Railway, por Kairit S. (Deviantart)

No banco à minha frente, há Eduardo. Ele lê algum livro que não consigo saber qual é. Só vejo que é bem grosso. Júlio está em pé e é bem forte e alto. Sua camisa preta traz a estampa da academia Smart Fit, e eu poderia sugerir que ele está indo se exercitar, se é que alguém precisa pegar trem para isso. Imagino que sim. A orelha de Júlio é completamente deformada, como a de lutadores de artes marciais. Faz Jiu-Jitsu, talvez?

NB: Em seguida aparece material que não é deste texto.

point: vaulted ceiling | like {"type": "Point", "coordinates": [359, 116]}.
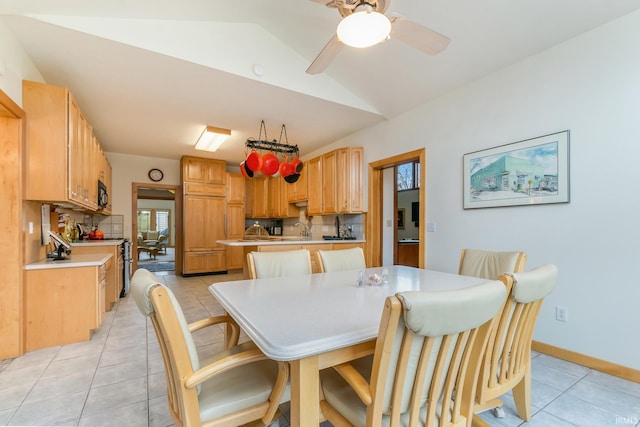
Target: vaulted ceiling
{"type": "Point", "coordinates": [149, 75]}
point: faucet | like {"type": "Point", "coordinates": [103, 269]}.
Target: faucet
{"type": "Point", "coordinates": [306, 233]}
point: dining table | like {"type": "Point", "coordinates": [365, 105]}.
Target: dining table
{"type": "Point", "coordinates": [320, 320]}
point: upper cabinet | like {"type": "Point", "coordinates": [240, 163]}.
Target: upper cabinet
{"type": "Point", "coordinates": [340, 175]}
{"type": "Point", "coordinates": [208, 171]}
{"type": "Point", "coordinates": [64, 158]}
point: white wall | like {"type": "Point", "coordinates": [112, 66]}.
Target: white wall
{"type": "Point", "coordinates": [591, 86]}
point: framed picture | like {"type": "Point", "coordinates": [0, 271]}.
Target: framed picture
{"type": "Point", "coordinates": [530, 172]}
{"type": "Point", "coordinates": [401, 218]}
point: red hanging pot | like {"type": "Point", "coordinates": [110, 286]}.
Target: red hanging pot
{"type": "Point", "coordinates": [270, 164]}
{"type": "Point", "coordinates": [254, 161]}
{"type": "Point", "coordinates": [285, 168]}
{"type": "Point", "coordinates": [297, 165]}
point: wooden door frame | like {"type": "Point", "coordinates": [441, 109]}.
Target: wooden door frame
{"type": "Point", "coordinates": [374, 223]}
{"type": "Point", "coordinates": [177, 191]}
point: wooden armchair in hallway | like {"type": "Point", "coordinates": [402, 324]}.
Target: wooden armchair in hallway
{"type": "Point", "coordinates": [425, 365]}
{"type": "Point", "coordinates": [490, 265]}
{"type": "Point", "coordinates": [278, 264]}
{"type": "Point", "coordinates": [341, 259]}
{"type": "Point", "coordinates": [237, 386]}
{"type": "Point", "coordinates": [507, 361]}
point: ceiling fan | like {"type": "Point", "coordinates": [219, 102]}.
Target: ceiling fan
{"type": "Point", "coordinates": [404, 30]}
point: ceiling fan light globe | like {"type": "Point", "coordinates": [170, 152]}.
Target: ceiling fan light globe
{"type": "Point", "coordinates": [363, 29]}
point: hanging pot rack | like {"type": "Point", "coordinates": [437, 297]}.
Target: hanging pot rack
{"type": "Point", "coordinates": [274, 146]}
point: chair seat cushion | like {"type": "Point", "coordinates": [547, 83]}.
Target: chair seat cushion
{"type": "Point", "coordinates": [342, 397]}
{"type": "Point", "coordinates": [238, 388]}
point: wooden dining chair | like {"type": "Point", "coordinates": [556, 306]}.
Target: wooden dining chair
{"type": "Point", "coordinates": [490, 265]}
{"type": "Point", "coordinates": [507, 361]}
{"type": "Point", "coordinates": [239, 385]}
{"type": "Point", "coordinates": [262, 265]}
{"type": "Point", "coordinates": [425, 365]}
{"type": "Point", "coordinates": [341, 260]}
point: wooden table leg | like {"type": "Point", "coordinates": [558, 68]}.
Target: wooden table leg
{"type": "Point", "coordinates": [305, 395]}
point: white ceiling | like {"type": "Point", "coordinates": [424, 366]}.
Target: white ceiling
{"type": "Point", "coordinates": [150, 74]}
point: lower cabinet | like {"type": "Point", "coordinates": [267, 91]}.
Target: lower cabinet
{"type": "Point", "coordinates": [63, 305]}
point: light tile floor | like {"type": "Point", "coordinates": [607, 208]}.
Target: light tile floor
{"type": "Point", "coordinates": [117, 378]}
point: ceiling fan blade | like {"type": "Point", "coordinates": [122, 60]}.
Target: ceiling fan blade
{"type": "Point", "coordinates": [324, 58]}
{"type": "Point", "coordinates": [417, 36]}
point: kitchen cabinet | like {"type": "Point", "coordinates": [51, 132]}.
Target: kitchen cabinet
{"type": "Point", "coordinates": [341, 178]}
{"type": "Point", "coordinates": [204, 218]}
{"type": "Point", "coordinates": [314, 179]}
{"type": "Point", "coordinates": [278, 203]}
{"type": "Point", "coordinates": [349, 183]}
{"type": "Point", "coordinates": [114, 271]}
{"type": "Point", "coordinates": [63, 305]}
{"type": "Point", "coordinates": [235, 219]}
{"type": "Point", "coordinates": [298, 191]}
{"type": "Point", "coordinates": [204, 214]}
{"type": "Point", "coordinates": [209, 171]}
{"type": "Point", "coordinates": [257, 198]}
{"type": "Point", "coordinates": [63, 156]}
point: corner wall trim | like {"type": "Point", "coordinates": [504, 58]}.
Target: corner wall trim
{"type": "Point", "coordinates": [588, 361]}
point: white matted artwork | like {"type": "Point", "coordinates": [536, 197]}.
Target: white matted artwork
{"type": "Point", "coordinates": [530, 172]}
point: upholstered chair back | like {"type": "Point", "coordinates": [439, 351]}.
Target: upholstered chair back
{"type": "Point", "coordinates": [489, 265]}
{"type": "Point", "coordinates": [426, 361]}
{"type": "Point", "coordinates": [278, 264]}
{"type": "Point", "coordinates": [341, 259]}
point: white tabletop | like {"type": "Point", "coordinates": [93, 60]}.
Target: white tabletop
{"type": "Point", "coordinates": [290, 318]}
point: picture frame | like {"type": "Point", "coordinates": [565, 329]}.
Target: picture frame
{"type": "Point", "coordinates": [529, 172]}
{"type": "Point", "coordinates": [401, 218]}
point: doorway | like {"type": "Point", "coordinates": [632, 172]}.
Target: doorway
{"type": "Point", "coordinates": [157, 208]}
{"type": "Point", "coordinates": [375, 221]}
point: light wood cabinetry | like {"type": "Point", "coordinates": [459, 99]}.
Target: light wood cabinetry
{"type": "Point", "coordinates": [235, 219]}
{"type": "Point", "coordinates": [349, 182]}
{"type": "Point", "coordinates": [64, 159]}
{"type": "Point", "coordinates": [341, 178]}
{"type": "Point", "coordinates": [298, 191]}
{"type": "Point", "coordinates": [198, 169]}
{"type": "Point", "coordinates": [257, 197]}
{"type": "Point", "coordinates": [204, 186]}
{"type": "Point", "coordinates": [278, 202]}
{"type": "Point", "coordinates": [63, 305]}
{"type": "Point", "coordinates": [314, 179]}
{"type": "Point", "coordinates": [114, 276]}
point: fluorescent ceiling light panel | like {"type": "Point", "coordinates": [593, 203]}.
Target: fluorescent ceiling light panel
{"type": "Point", "coordinates": [212, 138]}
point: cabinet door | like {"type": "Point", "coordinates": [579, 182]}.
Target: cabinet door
{"type": "Point", "coordinates": [349, 183]}
{"type": "Point", "coordinates": [329, 182]}
{"type": "Point", "coordinates": [260, 197]}
{"type": "Point", "coordinates": [235, 188]}
{"type": "Point", "coordinates": [204, 223]}
{"type": "Point", "coordinates": [314, 181]}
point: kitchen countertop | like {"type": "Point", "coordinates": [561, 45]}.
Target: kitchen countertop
{"type": "Point", "coordinates": [286, 241]}
{"type": "Point", "coordinates": [88, 260]}
{"type": "Point", "coordinates": [109, 242]}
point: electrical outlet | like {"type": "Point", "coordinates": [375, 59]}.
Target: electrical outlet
{"type": "Point", "coordinates": [562, 313]}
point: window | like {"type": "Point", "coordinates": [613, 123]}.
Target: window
{"type": "Point", "coordinates": [408, 176]}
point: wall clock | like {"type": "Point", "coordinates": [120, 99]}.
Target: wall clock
{"type": "Point", "coordinates": [156, 175]}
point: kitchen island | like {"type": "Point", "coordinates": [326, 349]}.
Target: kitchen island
{"type": "Point", "coordinates": [287, 243]}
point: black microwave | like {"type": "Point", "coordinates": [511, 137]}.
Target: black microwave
{"type": "Point", "coordinates": [103, 197]}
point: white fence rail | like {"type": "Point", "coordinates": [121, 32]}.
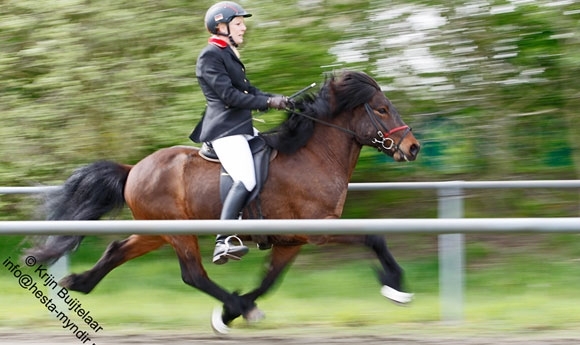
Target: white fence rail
{"type": "Point", "coordinates": [450, 226]}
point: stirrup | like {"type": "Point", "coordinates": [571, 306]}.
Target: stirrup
{"type": "Point", "coordinates": [236, 254]}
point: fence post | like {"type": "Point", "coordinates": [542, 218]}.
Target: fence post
{"type": "Point", "coordinates": [451, 256]}
{"type": "Point", "coordinates": [58, 270]}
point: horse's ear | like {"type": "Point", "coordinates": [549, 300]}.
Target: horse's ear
{"type": "Point", "coordinates": [332, 91]}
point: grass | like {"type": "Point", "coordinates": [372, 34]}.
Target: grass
{"type": "Point", "coordinates": [507, 290]}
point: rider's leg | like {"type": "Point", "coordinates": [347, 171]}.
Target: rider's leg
{"type": "Point", "coordinates": [236, 157]}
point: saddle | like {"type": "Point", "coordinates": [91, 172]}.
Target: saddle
{"type": "Point", "coordinates": [262, 154]}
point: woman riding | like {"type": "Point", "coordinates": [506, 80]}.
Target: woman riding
{"type": "Point", "coordinates": [227, 121]}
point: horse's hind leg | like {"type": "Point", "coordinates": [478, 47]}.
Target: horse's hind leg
{"type": "Point", "coordinates": [193, 273]}
{"type": "Point", "coordinates": [280, 258]}
{"type": "Point", "coordinates": [117, 253]}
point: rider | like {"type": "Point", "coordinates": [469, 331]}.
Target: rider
{"type": "Point", "coordinates": [227, 121]}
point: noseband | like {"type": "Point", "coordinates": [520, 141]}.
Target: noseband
{"type": "Point", "coordinates": [383, 142]}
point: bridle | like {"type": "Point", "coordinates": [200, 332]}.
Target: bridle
{"type": "Point", "coordinates": [383, 135]}
{"type": "Point", "coordinates": [382, 142]}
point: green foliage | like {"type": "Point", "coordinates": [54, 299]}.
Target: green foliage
{"type": "Point", "coordinates": [489, 89]}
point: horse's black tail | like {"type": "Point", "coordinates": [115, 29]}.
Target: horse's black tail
{"type": "Point", "coordinates": [88, 194]}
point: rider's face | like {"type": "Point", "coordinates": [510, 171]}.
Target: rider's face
{"type": "Point", "coordinates": [237, 29]}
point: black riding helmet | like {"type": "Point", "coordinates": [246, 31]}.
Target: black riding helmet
{"type": "Point", "coordinates": [223, 12]}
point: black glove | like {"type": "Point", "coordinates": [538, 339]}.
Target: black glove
{"type": "Point", "coordinates": [278, 102]}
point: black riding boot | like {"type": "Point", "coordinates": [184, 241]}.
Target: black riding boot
{"type": "Point", "coordinates": [233, 204]}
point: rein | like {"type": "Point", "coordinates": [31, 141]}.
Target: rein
{"type": "Point", "coordinates": [377, 123]}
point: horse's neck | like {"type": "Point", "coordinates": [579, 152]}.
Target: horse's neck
{"type": "Point", "coordinates": [334, 151]}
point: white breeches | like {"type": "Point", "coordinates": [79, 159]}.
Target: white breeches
{"type": "Point", "coordinates": [236, 158]}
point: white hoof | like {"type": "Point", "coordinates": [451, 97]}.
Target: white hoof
{"type": "Point", "coordinates": [254, 315]}
{"type": "Point", "coordinates": [395, 295]}
{"type": "Point", "coordinates": [218, 326]}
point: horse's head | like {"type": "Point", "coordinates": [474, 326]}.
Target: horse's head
{"type": "Point", "coordinates": [353, 103]}
{"type": "Point", "coordinates": [376, 121]}
{"type": "Point", "coordinates": [387, 132]}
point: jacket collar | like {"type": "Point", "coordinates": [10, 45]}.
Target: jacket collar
{"type": "Point", "coordinates": [218, 42]}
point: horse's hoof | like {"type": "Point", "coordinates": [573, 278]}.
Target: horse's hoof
{"type": "Point", "coordinates": [396, 296]}
{"type": "Point", "coordinates": [218, 326]}
{"type": "Point", "coordinates": [254, 315]}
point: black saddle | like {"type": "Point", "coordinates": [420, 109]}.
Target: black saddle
{"type": "Point", "coordinates": [261, 152]}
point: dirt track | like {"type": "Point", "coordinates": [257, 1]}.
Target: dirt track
{"type": "Point", "coordinates": [9, 338]}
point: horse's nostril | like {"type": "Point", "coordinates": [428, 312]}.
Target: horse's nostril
{"type": "Point", "coordinates": [414, 150]}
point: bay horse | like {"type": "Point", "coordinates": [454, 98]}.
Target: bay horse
{"type": "Point", "coordinates": [317, 146]}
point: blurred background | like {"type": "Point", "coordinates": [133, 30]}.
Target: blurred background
{"type": "Point", "coordinates": [491, 88]}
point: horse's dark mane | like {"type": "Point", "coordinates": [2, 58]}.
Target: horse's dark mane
{"type": "Point", "coordinates": [339, 93]}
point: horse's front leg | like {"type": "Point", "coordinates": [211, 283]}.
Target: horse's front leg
{"type": "Point", "coordinates": [193, 273]}
{"type": "Point", "coordinates": [391, 275]}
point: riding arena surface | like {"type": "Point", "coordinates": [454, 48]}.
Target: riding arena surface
{"type": "Point", "coordinates": [169, 337]}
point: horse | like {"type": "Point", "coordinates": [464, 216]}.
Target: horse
{"type": "Point", "coordinates": [317, 148]}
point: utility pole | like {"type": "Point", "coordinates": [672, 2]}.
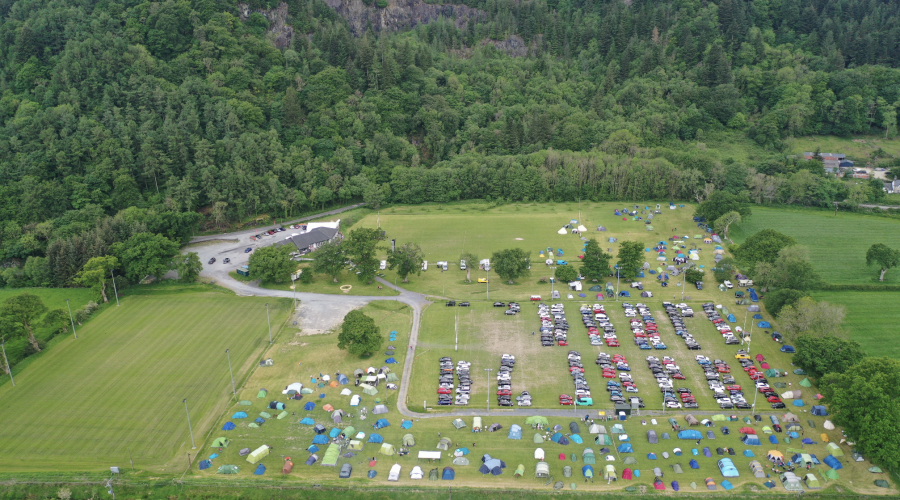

Me distraí por um segundo. Achei que havíamos chegado na Central, mas ainda estamos no Maracanã, a Mariana me disse. O vagão está bem mais vazio agora. Não vi quando Wagner e Flavinha se foram. Acabei de reparar em Charles. Ele estava aqui desde o começo da viagem. A julgar pela boina, os anéis estilizados nos dedos e uma certa vaidade com sua barba ao olhar em um espelhinho, diria que ele é um artista de algum tipo. Ele carrega uma pasta. Pode ser que ela tenha apenas documentos quaisquer, mas seria muito mais interessante se houvesse vários desenhos nela. Mariana atende ao celular. Sua amiga Isabele já se foi há algumas estações. Seu pai quer tirar alguma dúvida, a qual ela sana rapidamente. O sinal está ruim e ela tem que desligar. Logo em seguida, se vira para mim e diz: “Agora sim!”. Chegamos na Central. Quatro e vinte e quatro.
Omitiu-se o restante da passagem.